L’identité de la France peut-elle se cantonner aux valeurs de la République ou à la laïcité 

Avocat
Ex: http://www.bvoltaire.fr 
 

Si l’on considère que la souveraineté est le « contenant » qui permet à un État d’être maître de son destin, il ne servirait à rien de quitter l’Union européenne pour reproduire les mêmes erreurs sur le plan national : jacobinisme bureaucratique, nihilisme idéologique et sociétal, multiculturalisme.
 
Le contenu, c’est précisément l’identité d’un pays. Mais que faut-il y mettre dedans ? L’identité de la France peut-elle se cantonner aux valeurs de la République ou à la laïcité ?
 
L’intérêt de cette distinction n’est pas purement intellectuel.
 
S’agit-il de défendre les valeurs républicaines, comme le propose monsieur Peillon, avec ce que ce critère contient d’éminemment subjectif, ou au contraire une réalité culturelle, historique et charnelle ?
 
Dans la première hypothèse, n’importe quelle personne adhérant aux valeurs universelles de la République peut devenir français, voire plus français que certains Français d’origine. Dans la deuxième hypothèse, cela ne peut suffire.
 
Selon la conception classique, la patrie est la terre des pères, le pays de la naissance et de l’éducation, pour reprendre la définition de saint Thomas d’Aquin dans la Somme théologique.
 
C’est donc une « réalité » à la fois charnelle et spirituelle, ce que Péguy résume parfaitement par ces mots : « La patrie est cette quantité de terre où l’on peut parler une langue, où peuvent régner des mœurs, un esprit, une âme, un culte. C’est une portion de terre où l’âme peut respirer. »
 
La seconde est l’enfant des Lumières et de la Révolution française. Elle repose sur une vision idéologique et contractuelle de la société, héritée de Rousseau.

Est national ou français celui qui adhère à l’idéologie des droits de l’homme.
 
La conception jacobine marque la victoire d’une conception abstraite et désincarnée de la nation.
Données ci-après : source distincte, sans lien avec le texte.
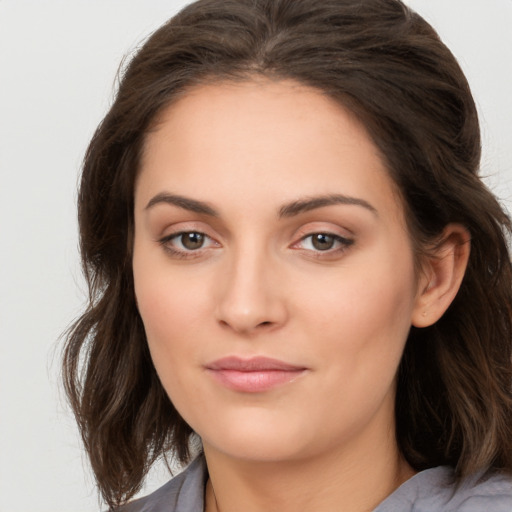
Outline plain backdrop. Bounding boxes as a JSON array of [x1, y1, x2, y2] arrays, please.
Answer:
[[0, 0, 512, 512]]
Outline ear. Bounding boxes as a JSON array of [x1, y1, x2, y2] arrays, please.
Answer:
[[411, 224, 471, 327]]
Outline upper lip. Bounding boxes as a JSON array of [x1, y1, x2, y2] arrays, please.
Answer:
[[206, 356, 306, 372]]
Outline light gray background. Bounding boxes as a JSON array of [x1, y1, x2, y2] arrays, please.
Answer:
[[0, 0, 512, 512]]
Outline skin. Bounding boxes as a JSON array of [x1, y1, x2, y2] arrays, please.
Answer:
[[133, 80, 469, 512]]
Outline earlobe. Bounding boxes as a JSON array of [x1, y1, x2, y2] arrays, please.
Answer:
[[411, 224, 471, 327]]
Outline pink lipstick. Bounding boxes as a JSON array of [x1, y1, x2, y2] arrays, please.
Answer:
[[206, 357, 307, 393]]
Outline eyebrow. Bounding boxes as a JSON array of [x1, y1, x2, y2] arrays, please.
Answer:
[[279, 194, 378, 217], [146, 192, 378, 218], [146, 192, 219, 217]]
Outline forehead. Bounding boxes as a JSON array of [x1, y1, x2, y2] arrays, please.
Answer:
[[136, 80, 404, 222]]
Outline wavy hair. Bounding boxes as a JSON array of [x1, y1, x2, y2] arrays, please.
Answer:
[[63, 0, 512, 508]]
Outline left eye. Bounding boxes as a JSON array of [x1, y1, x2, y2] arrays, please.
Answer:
[[162, 231, 213, 251], [300, 233, 352, 252]]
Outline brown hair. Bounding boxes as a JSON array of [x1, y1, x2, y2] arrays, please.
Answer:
[[64, 0, 512, 507]]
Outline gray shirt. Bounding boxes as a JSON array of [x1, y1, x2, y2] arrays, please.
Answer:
[[119, 456, 512, 512]]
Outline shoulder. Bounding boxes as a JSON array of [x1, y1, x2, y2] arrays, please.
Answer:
[[116, 456, 206, 512], [374, 466, 512, 512]]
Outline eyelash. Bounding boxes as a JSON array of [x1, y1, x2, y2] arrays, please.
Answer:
[[158, 230, 354, 259]]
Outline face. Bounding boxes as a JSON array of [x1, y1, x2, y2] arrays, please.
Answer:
[[133, 82, 424, 460]]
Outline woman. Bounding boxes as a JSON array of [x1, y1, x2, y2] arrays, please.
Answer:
[[64, 0, 512, 512]]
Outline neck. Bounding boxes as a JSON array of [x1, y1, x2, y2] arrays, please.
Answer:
[[205, 428, 414, 512]]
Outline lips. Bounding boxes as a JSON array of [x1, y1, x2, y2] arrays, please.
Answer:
[[206, 357, 307, 393]]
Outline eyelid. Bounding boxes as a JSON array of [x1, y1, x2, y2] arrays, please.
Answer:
[[155, 222, 221, 259]]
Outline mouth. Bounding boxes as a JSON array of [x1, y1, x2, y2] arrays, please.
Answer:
[[205, 357, 307, 393]]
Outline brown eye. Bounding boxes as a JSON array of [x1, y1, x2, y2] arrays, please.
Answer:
[[180, 232, 205, 251], [311, 233, 336, 251]]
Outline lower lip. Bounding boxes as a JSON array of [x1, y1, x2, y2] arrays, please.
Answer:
[[208, 369, 305, 393]]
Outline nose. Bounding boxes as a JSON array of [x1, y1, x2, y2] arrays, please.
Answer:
[[216, 246, 288, 334]]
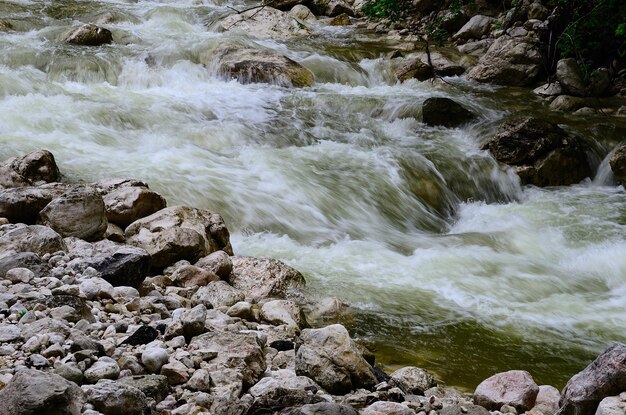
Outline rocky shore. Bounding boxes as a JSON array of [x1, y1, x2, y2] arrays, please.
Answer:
[[0, 150, 626, 415]]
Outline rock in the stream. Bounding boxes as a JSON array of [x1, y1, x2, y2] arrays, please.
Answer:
[[205, 45, 314, 88], [0, 369, 85, 415], [557, 343, 626, 415], [64, 24, 113, 46], [125, 206, 232, 268], [483, 118, 591, 186], [228, 256, 305, 300], [474, 370, 539, 413], [468, 36, 542, 86], [38, 186, 107, 241], [296, 324, 377, 394], [422, 97, 476, 128]]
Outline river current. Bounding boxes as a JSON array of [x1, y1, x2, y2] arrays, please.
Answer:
[[0, 0, 626, 389]]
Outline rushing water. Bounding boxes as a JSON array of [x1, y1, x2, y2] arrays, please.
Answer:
[[0, 0, 626, 389]]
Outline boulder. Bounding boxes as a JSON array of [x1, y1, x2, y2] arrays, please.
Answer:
[[474, 370, 539, 413], [0, 369, 85, 415], [422, 97, 476, 128], [228, 256, 305, 300], [483, 118, 592, 186], [609, 145, 626, 184], [0, 224, 67, 256], [37, 186, 107, 241], [296, 324, 378, 394], [557, 343, 626, 415], [468, 36, 542, 86], [63, 24, 113, 46], [103, 186, 167, 228], [125, 206, 232, 268], [453, 14, 495, 40], [206, 45, 314, 88], [218, 7, 311, 40], [188, 332, 266, 389], [83, 379, 147, 415]]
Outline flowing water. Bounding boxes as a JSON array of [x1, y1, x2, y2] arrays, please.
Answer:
[[0, 0, 626, 389]]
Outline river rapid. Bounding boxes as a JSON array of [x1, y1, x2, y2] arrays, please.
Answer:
[[0, 0, 626, 390]]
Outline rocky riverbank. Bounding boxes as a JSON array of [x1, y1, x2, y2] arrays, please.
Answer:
[[0, 151, 626, 415]]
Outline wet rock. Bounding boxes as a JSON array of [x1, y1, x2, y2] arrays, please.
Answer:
[[0, 224, 67, 255], [474, 370, 539, 412], [609, 145, 626, 183], [204, 46, 314, 88], [483, 118, 591, 186], [0, 369, 85, 415], [296, 324, 377, 394], [64, 24, 113, 46], [38, 186, 107, 241], [422, 97, 476, 128], [453, 14, 495, 40], [83, 380, 147, 415], [103, 186, 166, 228], [228, 257, 305, 300], [219, 7, 311, 40], [389, 366, 437, 395], [468, 36, 542, 86], [126, 206, 231, 268], [557, 343, 626, 415], [121, 326, 159, 346]]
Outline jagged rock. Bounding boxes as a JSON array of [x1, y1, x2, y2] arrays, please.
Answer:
[[125, 206, 232, 268], [609, 145, 626, 183], [228, 256, 305, 300], [474, 370, 539, 412], [468, 36, 542, 86], [103, 186, 167, 228], [557, 343, 626, 415], [64, 24, 113, 46], [37, 186, 107, 241], [296, 324, 377, 394], [0, 369, 85, 415], [0, 224, 67, 255], [483, 118, 591, 186], [453, 14, 495, 40], [422, 97, 476, 128], [205, 45, 314, 88], [83, 379, 147, 415]]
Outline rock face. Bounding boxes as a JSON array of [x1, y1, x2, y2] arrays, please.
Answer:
[[0, 369, 85, 415], [211, 46, 314, 88], [422, 98, 476, 128], [468, 36, 541, 86], [557, 343, 626, 415], [609, 145, 626, 184], [228, 257, 305, 300], [474, 370, 539, 413], [125, 206, 232, 268], [65, 24, 113, 46], [483, 118, 591, 186], [296, 324, 377, 394], [38, 186, 107, 241]]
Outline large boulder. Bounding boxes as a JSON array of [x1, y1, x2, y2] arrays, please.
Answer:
[[422, 97, 476, 128], [296, 324, 378, 394], [474, 370, 539, 413], [483, 118, 592, 186], [63, 23, 113, 46], [37, 186, 107, 241], [203, 45, 314, 88], [125, 206, 232, 268], [228, 256, 305, 301], [219, 7, 311, 39], [468, 36, 542, 86], [0, 369, 85, 415], [557, 343, 626, 415]]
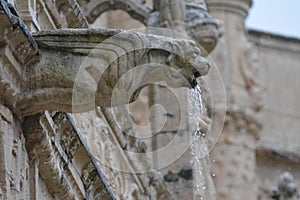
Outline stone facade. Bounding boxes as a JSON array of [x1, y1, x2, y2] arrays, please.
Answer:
[[0, 0, 300, 200]]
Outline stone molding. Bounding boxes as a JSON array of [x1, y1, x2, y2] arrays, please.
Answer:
[[78, 0, 151, 24], [23, 111, 114, 199], [206, 0, 252, 18]]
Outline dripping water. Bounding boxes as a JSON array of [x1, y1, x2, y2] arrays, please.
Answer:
[[189, 84, 216, 200]]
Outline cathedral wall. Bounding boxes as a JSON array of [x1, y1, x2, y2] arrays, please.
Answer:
[[0, 105, 53, 199]]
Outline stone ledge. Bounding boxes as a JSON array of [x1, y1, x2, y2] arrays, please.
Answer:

Ce qui fait la nation, selon cette conception jacobine, c’est l’adhésion volontaire aux principes publiquement proclamés dans la Déclaration des droits de l’homme ; on ne naît pas français, on le devient par cet acte d’adhésion.
 
On procéda, d’ailleurs, à des naturalisations symboliques d’autres révolutionnaires de diverses origines, au motif que la France pouvait désormais être définie abstraitement comme « le pays des droits de l’homme » ; quiconque approuvait les droits de l’homme était français. La nation est une « nation-contrat » qui repose sur une « libre association de citoyens ». L’unité nationale se fonde, alors, sur une identité de droits et sur la reconnaissance réciproque d’une telle identité.
 
La première définition est fondée sur l’identité et l’enracinement alors que la seconde est fondée, non sur le réel, mais sur l’idéologie.
 
S’il est impératif de retrouver les attributs de notre souveraineté, cela ne suffit pas. Autrement dit, un souverainisme qui ne défendrait pas, par ailleurs, une conception charnelle et enracinée de la patrie, comme le propose un Florian Philippot, serait plus qu’une impasse mais une imposture…
 
Il est donc impératif de se réapproprier notre identité en rappelant que celle-ci ne peut reposer uniquement sur le concept idéologique des « valeurs républicaines ». Il est plus que jamais temps d’en finir avec le jacobinisme.